Esta Hiakka no destaca por su originalidad pero sí por su sensibilidad. La madre se siente culpable por no haber atendido al hijo debido a una relación tóxica que mantuvo cuando era pequeño. El hijo perdona, pero ella no se perdona a sí misma. Contada en dos tiempos, Hiakka traza con delicadezqa esta historia de perdón y redención.
En Horizontes Latinos, una película notable: la mexicana Rabia, dirigida por Natalia Beristáin. Trata sobre una mujer madura (Julieta Egurrola), cuya vida se hace pedazos cuando su hija adolescente desaparece después de salir una noche.
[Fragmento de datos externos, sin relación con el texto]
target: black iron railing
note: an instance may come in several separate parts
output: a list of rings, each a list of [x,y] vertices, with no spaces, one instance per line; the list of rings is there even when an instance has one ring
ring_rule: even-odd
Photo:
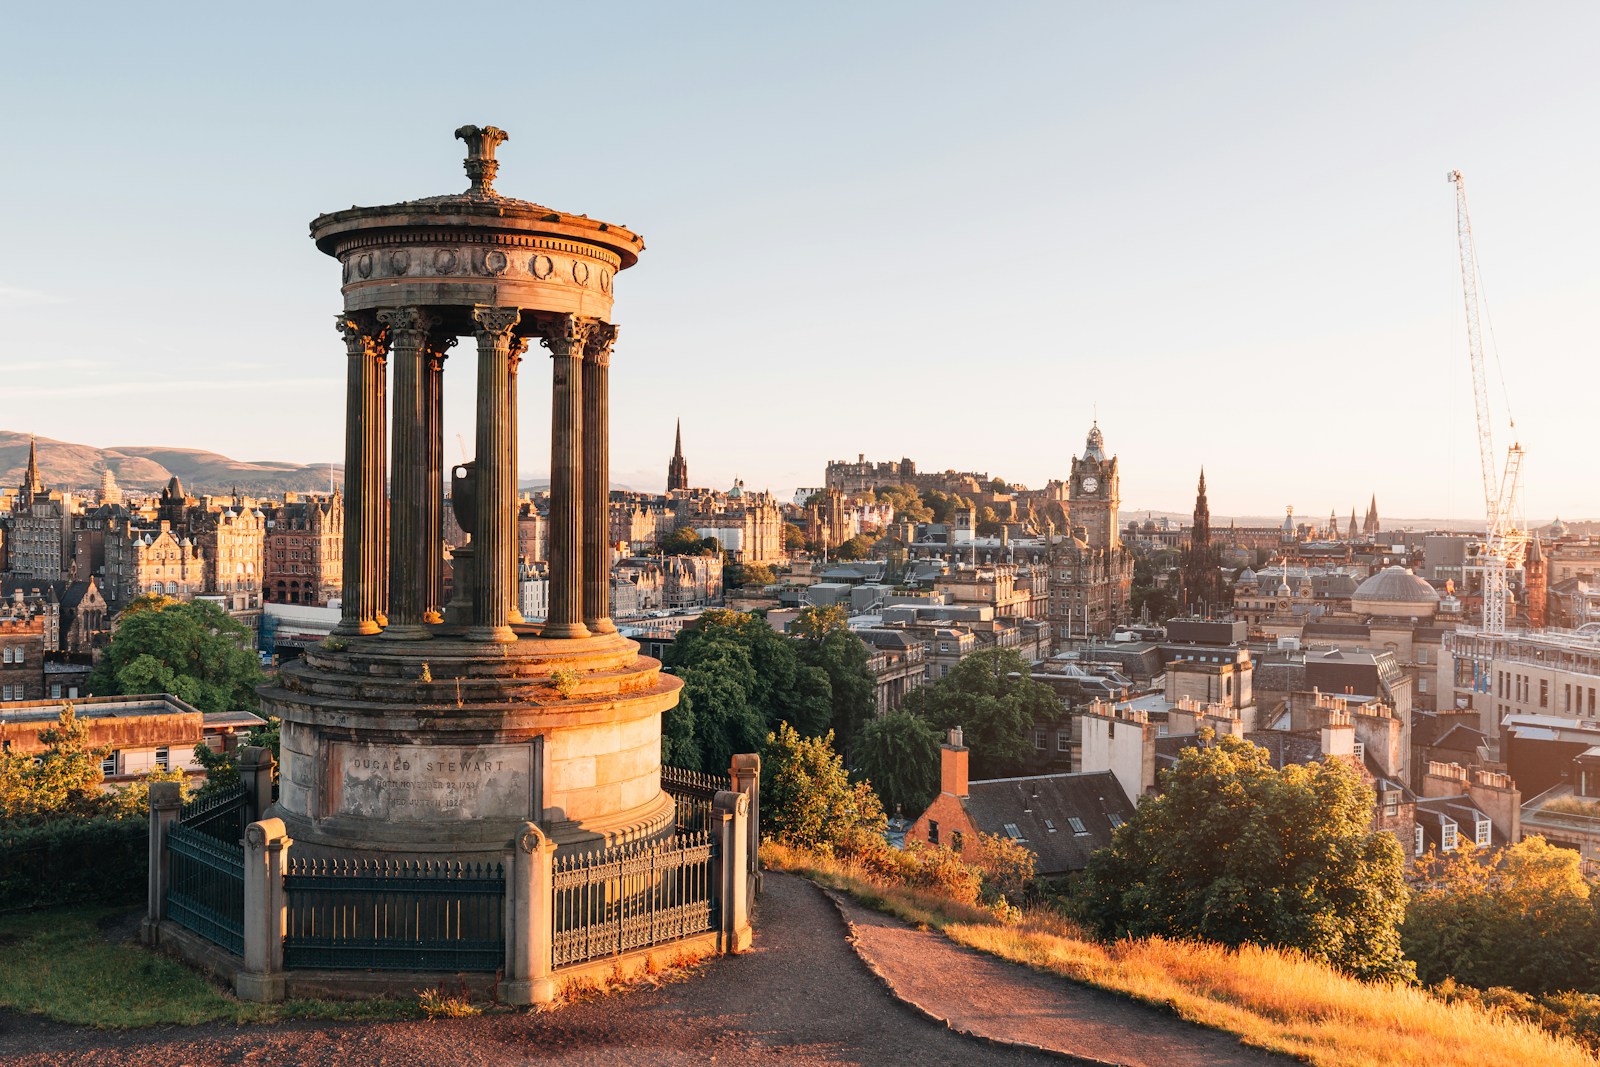
[[[506,880],[498,863],[291,858],[283,888],[285,967],[504,965]]]
[[[250,805],[243,783],[231,785],[209,795],[202,794],[183,806],[178,822],[219,841],[234,844],[244,840],[250,822]]]
[[[708,833],[558,856],[552,966],[716,929],[717,843]]]
[[[683,834],[711,829],[712,801],[718,793],[732,789],[733,783],[725,775],[662,767],[661,788],[677,805],[677,831]]]
[[[167,831],[167,917],[244,954],[244,846],[174,823]]]

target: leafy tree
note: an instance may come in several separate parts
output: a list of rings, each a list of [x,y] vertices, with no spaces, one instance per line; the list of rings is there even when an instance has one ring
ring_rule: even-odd
[[[244,744],[256,745],[270,749],[272,752],[272,777],[276,781],[279,771],[281,756],[279,752],[279,739],[283,723],[278,719],[269,719],[264,726],[252,726],[250,732],[245,734]],[[239,782],[239,754],[233,752],[218,752],[210,745],[201,741],[194,746],[194,761],[206,772],[206,784],[200,787],[201,796],[219,792]]]
[[[806,547],[806,532],[792,522],[783,524],[783,550],[802,552]]]
[[[886,485],[877,491],[878,503],[894,505],[894,516],[901,522],[932,522],[933,509],[922,502],[914,485]]]
[[[736,752],[754,752],[780,722],[821,733],[832,714],[827,674],[800,661],[796,644],[765,621],[708,611],[667,650],[686,702],[662,723],[663,759],[691,770],[720,770]]]
[[[122,613],[89,676],[96,693],[171,693],[201,711],[256,705],[250,631],[215,604],[140,597]]]
[[[889,811],[914,819],[938,795],[939,734],[921,716],[902,708],[868,719],[850,755]]]
[[[1049,686],[1030,677],[1027,662],[1009,648],[974,652],[950,673],[905,703],[941,735],[962,729],[978,777],[1001,777],[1033,752],[1033,727],[1062,713]]]
[[[1578,853],[1530,837],[1490,857],[1430,852],[1419,874],[1401,943],[1424,982],[1595,989],[1600,915]]]
[[[680,526],[657,541],[656,550],[666,556],[715,556],[721,553],[722,542],[701,537],[692,526]]]
[[[137,817],[149,809],[149,782],[182,781],[183,772],[154,771],[121,789],[103,788],[100,761],[109,747],[89,747],[89,727],[71,704],[39,731],[45,750],[32,755],[0,752],[0,823],[36,824],[54,819]]]
[[[996,514],[994,508],[985,504],[978,512],[978,536],[998,537],[1001,528],[1000,516]]]
[[[1004,478],[1001,478],[1001,477],[998,477],[998,476],[994,477],[994,478],[991,478],[991,479],[989,479],[989,492],[991,492],[991,493],[1009,493],[1009,492],[1011,492],[1011,484],[1009,482],[1007,482]]]
[[[1276,770],[1222,737],[1184,749],[1111,846],[1090,857],[1082,917],[1105,937],[1296,949],[1371,979],[1404,979],[1406,889],[1372,789],[1343,760]]]
[[[878,681],[867,665],[866,642],[851,631],[849,617],[837,605],[807,608],[790,632],[800,663],[827,680],[828,722],[834,734],[843,739],[855,737],[878,706]]]
[[[856,534],[833,550],[835,559],[871,559],[878,539],[872,534]]]
[[[736,589],[741,585],[771,585],[777,580],[765,563],[730,563],[722,571],[722,585]]]
[[[883,805],[866,782],[850,783],[833,734],[801,737],[788,723],[767,735],[761,753],[761,825],[799,848],[831,848],[866,832],[881,834]]]

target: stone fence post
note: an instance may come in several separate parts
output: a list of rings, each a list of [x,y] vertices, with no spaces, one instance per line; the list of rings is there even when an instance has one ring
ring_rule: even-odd
[[[750,861],[750,895],[754,898],[761,892],[761,756],[755,752],[734,756],[728,780],[733,783],[735,793],[750,798],[750,834],[746,848]]]
[[[265,819],[272,806],[272,767],[272,749],[261,745],[239,749],[239,780],[244,783],[250,822]]]
[[[531,822],[511,842],[506,864],[506,964],[501,996],[522,1007],[556,998],[550,960],[555,942],[556,843]]]
[[[718,835],[716,889],[722,951],[750,947],[750,798],[722,791],[712,801],[711,827]]]
[[[283,999],[283,937],[289,917],[283,869],[292,844],[282,819],[245,827],[244,969],[233,977],[233,992],[240,1000],[265,1004]]]
[[[172,864],[167,858],[167,831],[183,810],[181,782],[150,783],[150,880],[139,940],[153,945],[160,939],[161,920],[167,915],[167,886]]]

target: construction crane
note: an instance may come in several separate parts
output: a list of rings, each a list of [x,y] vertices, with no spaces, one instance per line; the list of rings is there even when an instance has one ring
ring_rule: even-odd
[[[1483,468],[1484,538],[1472,546],[1483,573],[1483,630],[1506,630],[1506,602],[1511,597],[1511,572],[1522,566],[1527,532],[1517,524],[1522,480],[1522,445],[1506,450],[1505,465],[1495,459],[1493,416],[1483,361],[1483,334],[1478,323],[1478,252],[1467,213],[1467,183],[1459,170],[1447,175],[1456,187],[1456,243],[1461,253],[1461,291],[1467,309],[1467,351],[1472,361],[1473,400],[1478,409],[1478,462]],[[1509,420],[1513,432],[1515,421]]]

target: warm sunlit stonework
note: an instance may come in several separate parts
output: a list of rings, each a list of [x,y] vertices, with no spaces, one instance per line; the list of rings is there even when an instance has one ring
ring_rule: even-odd
[[[264,693],[283,720],[276,813],[302,855],[498,856],[528,821],[560,845],[673,827],[660,715],[680,683],[607,617],[612,296],[644,245],[622,227],[502,196],[495,150],[506,134],[456,136],[466,192],[311,225],[343,278],[343,619]],[[452,472],[452,501],[472,543],[455,553],[444,603],[440,410],[462,338],[475,361],[477,448]],[[548,394],[544,375],[521,383],[535,353],[548,357]],[[550,610],[531,625],[517,611],[516,428],[519,405],[546,395]]]

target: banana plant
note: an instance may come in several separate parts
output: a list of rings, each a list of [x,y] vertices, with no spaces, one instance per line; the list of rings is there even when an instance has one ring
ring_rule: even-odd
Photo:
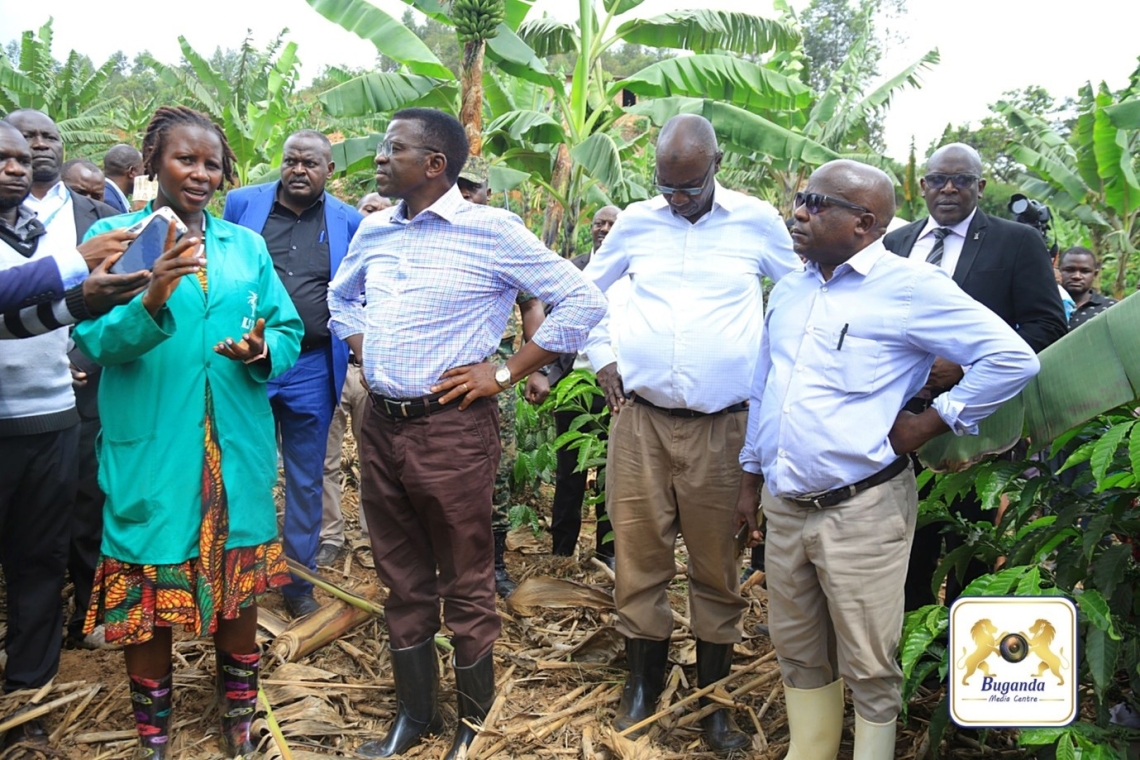
[[[455,34],[463,46],[459,74],[459,121],[467,132],[471,155],[483,153],[483,56],[487,40],[499,35],[506,18],[504,0],[451,0]]]
[[[149,56],[145,59],[160,79],[185,92],[191,104],[225,130],[242,185],[272,176],[301,112],[292,97],[300,67],[297,45],[285,42],[284,35],[282,31],[265,52],[255,49],[247,36],[233,81],[196,52],[185,37],[180,36],[178,44],[189,69]]]
[[[1017,135],[1010,154],[1026,168],[1021,187],[1032,198],[1088,226],[1093,248],[1115,268],[1112,289],[1124,295],[1140,245],[1140,69],[1121,93],[1103,82],[1080,90],[1079,115],[1068,139],[1043,119],[1007,102],[995,110]]]
[[[52,58],[52,39],[52,20],[48,19],[38,31],[26,31],[20,37],[18,67],[0,54],[0,110],[43,111],[59,127],[69,151],[117,142],[117,136],[107,129],[114,103],[103,97],[115,62],[108,60],[93,68],[86,57],[72,50],[60,65]]]
[[[789,21],[794,24],[794,17],[789,17]],[[775,197],[771,200],[785,215],[791,213],[792,198],[808,175],[832,159],[851,158],[878,166],[898,182],[894,162],[868,144],[868,125],[875,115],[881,115],[890,107],[899,90],[921,86],[921,74],[938,64],[939,54],[937,49],[927,52],[865,93],[852,83],[867,78],[866,68],[870,65],[867,35],[865,31],[851,46],[827,89],[818,94],[811,93],[795,76],[794,57],[777,55],[763,66],[752,64],[754,68],[747,69],[749,81],[766,85],[756,88],[761,90],[758,93],[743,91],[728,77],[721,86],[702,93],[700,80],[681,79],[679,75],[680,81],[690,83],[687,88],[659,85],[649,89],[640,82],[644,73],[640,72],[630,78],[638,80],[631,86],[640,87],[641,94],[654,99],[629,110],[649,116],[657,125],[678,113],[704,115],[712,121],[722,144],[754,167],[750,174],[766,175],[759,178],[759,186],[775,187]],[[686,60],[666,63],[674,64],[672,68],[679,71]],[[735,61],[736,66],[744,63]],[[781,74],[780,70],[787,74]],[[720,81],[712,80],[713,83]]]

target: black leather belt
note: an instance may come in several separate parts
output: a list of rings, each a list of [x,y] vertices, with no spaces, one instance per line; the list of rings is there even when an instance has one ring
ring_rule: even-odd
[[[899,457],[871,477],[864,478],[853,485],[836,488],[834,491],[824,491],[810,499],[804,497],[799,499],[785,498],[784,500],[790,501],[797,507],[803,507],[804,509],[827,509],[828,507],[834,507],[842,504],[861,491],[866,491],[868,488],[886,483],[895,475],[905,470],[909,462],[910,459],[908,457]]]
[[[739,404],[733,404],[732,406],[726,406],[724,409],[721,409],[719,412],[698,412],[698,411],[695,411],[693,409],[667,409],[663,406],[657,406],[657,404],[654,404],[652,401],[648,401],[646,399],[643,399],[641,396],[638,396],[636,394],[634,394],[634,396],[633,396],[633,403],[641,404],[643,406],[648,406],[650,409],[656,409],[659,412],[665,412],[665,414],[669,415],[670,417],[685,417],[685,418],[715,417],[718,414],[732,414],[733,412],[748,411],[748,402],[747,401],[741,401]]]
[[[435,412],[459,408],[459,399],[454,399],[447,404],[439,403],[439,399],[444,396],[442,393],[409,399],[388,398],[378,396],[375,393],[368,395],[372,397],[373,409],[394,420],[411,420],[416,417],[426,417]]]
[[[360,360],[356,358],[356,354],[349,354],[348,355],[348,363],[354,367],[360,366]]]

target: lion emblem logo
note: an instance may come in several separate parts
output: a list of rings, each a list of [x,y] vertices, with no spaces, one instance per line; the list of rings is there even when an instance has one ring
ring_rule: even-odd
[[[1057,685],[1063,685],[1065,677],[1061,675],[1061,667],[1062,663],[1064,663],[1064,667],[1069,667],[1069,661],[1065,658],[1064,647],[1058,649],[1057,654],[1053,653],[1053,637],[1057,635],[1057,630],[1048,620],[1038,619],[1037,622],[1029,626],[1029,634],[1029,651],[1034,656],[1041,658],[1041,664],[1037,666],[1037,673],[1034,677],[1041,678],[1045,675],[1045,671],[1049,670],[1057,677]]]
[[[966,663],[966,674],[962,676],[962,685],[969,686],[967,683],[970,676],[974,675],[977,671],[982,671],[983,675],[992,676],[989,665],[986,664],[986,659],[990,655],[1000,654],[998,651],[998,629],[988,619],[982,618],[974,623],[970,629],[970,637],[974,640],[974,652],[970,654],[967,647],[962,647],[962,656],[958,658],[955,667],[961,668],[963,660]]]

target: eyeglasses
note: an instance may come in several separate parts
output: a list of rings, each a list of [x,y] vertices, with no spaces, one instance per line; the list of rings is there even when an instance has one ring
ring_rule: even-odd
[[[383,156],[384,158],[391,158],[393,153],[402,153],[405,150],[422,150],[427,153],[443,153],[442,150],[429,148],[426,145],[404,145],[403,143],[394,143],[391,140],[384,139],[379,145],[376,146],[376,155]]]
[[[927,174],[922,179],[926,182],[927,186],[933,190],[941,190],[946,187],[947,182],[953,182],[954,187],[959,190],[965,190],[980,180],[981,177],[977,174]]]
[[[705,187],[709,183],[709,177],[712,176],[712,171],[715,168],[716,159],[714,158],[713,162],[709,164],[709,168],[705,172],[705,176],[704,179],[701,180],[701,184],[697,185],[696,187],[668,187],[666,185],[658,185],[656,173],[653,175],[653,184],[656,185],[657,192],[661,193],[664,196],[677,195],[680,193],[681,195],[687,195],[690,198],[696,198],[698,195],[705,191]]]
[[[815,216],[820,212],[824,206],[839,206],[841,208],[848,208],[852,211],[862,211],[864,214],[870,214],[871,209],[866,206],[857,206],[854,203],[848,203],[842,198],[832,198],[830,195],[823,193],[796,193],[795,203],[792,209],[795,210],[803,206],[807,212]]]

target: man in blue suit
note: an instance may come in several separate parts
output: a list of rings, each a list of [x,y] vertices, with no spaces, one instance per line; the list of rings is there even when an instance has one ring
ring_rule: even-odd
[[[268,385],[285,460],[285,554],[309,568],[316,567],[320,543],[329,422],[348,367],[348,346],[328,328],[328,285],[363,219],[325,192],[334,168],[328,138],[309,129],[294,132],[285,141],[280,181],[232,191],[224,213],[265,238],[305,323],[300,358]],[[282,591],[293,617],[318,608],[306,581],[294,578]]]

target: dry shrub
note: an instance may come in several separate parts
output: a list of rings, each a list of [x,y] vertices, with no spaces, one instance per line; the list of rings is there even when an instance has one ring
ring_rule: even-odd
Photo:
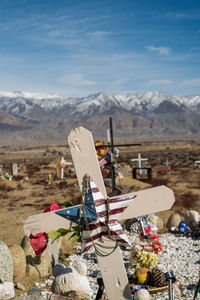
[[[15,180],[15,181],[22,180],[23,178],[24,178],[24,176],[22,176],[22,175],[13,176],[13,180]]]
[[[198,202],[199,196],[192,194],[191,192],[186,192],[182,195],[179,195],[178,202],[181,202],[182,206],[186,209],[191,209],[195,206],[196,202]]]
[[[41,179],[31,180],[31,183],[33,185],[47,185],[48,181],[46,178],[41,178]]]
[[[32,192],[31,193],[31,196],[32,197],[44,197],[44,196],[46,196],[46,193],[45,193],[45,195],[44,195],[44,193],[43,192]]]
[[[39,172],[40,171],[40,167],[39,166],[29,166],[27,168],[27,173],[28,173],[28,176],[33,176],[33,174],[35,174],[36,172]]]
[[[67,182],[66,182],[66,181],[61,181],[61,182],[59,182],[59,183],[57,184],[57,187],[58,187],[59,189],[65,189],[65,188],[67,188]]]
[[[18,183],[17,189],[20,190],[20,191],[24,189],[23,186],[21,185],[21,183]]]
[[[4,182],[0,182],[0,192],[11,192],[13,191],[15,188],[10,186],[8,184],[8,182],[4,181]]]
[[[160,185],[168,185],[169,180],[164,177],[159,177],[159,178],[152,178],[151,180],[151,185],[154,186],[160,186]]]
[[[0,199],[8,199],[9,194],[7,192],[0,193]]]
Comienza entonces una angustiosa búsqueda ante la inacción de unas autoridades desbordadas por el apabullante número de casos de mujeres en paradero desconocido.
La película nos propone un viaje a las catacumbas del horror, a una realidad espantosa como la mexicana en la que según el conteo oficial ya hay más de 90.000 personas en esa situación, probablemente son el triple. Utilizando efectos auditivos, Beristaráin logra que empaticemos con el drama de esa mujer partida en dos. A las víctimas hay que sumarles sus allegados. Por cada mujer (u hombre) que desaparece, hay como mínimo otros dos cadáveres. Muerta en vida, la odisea de esta mujer conmociona.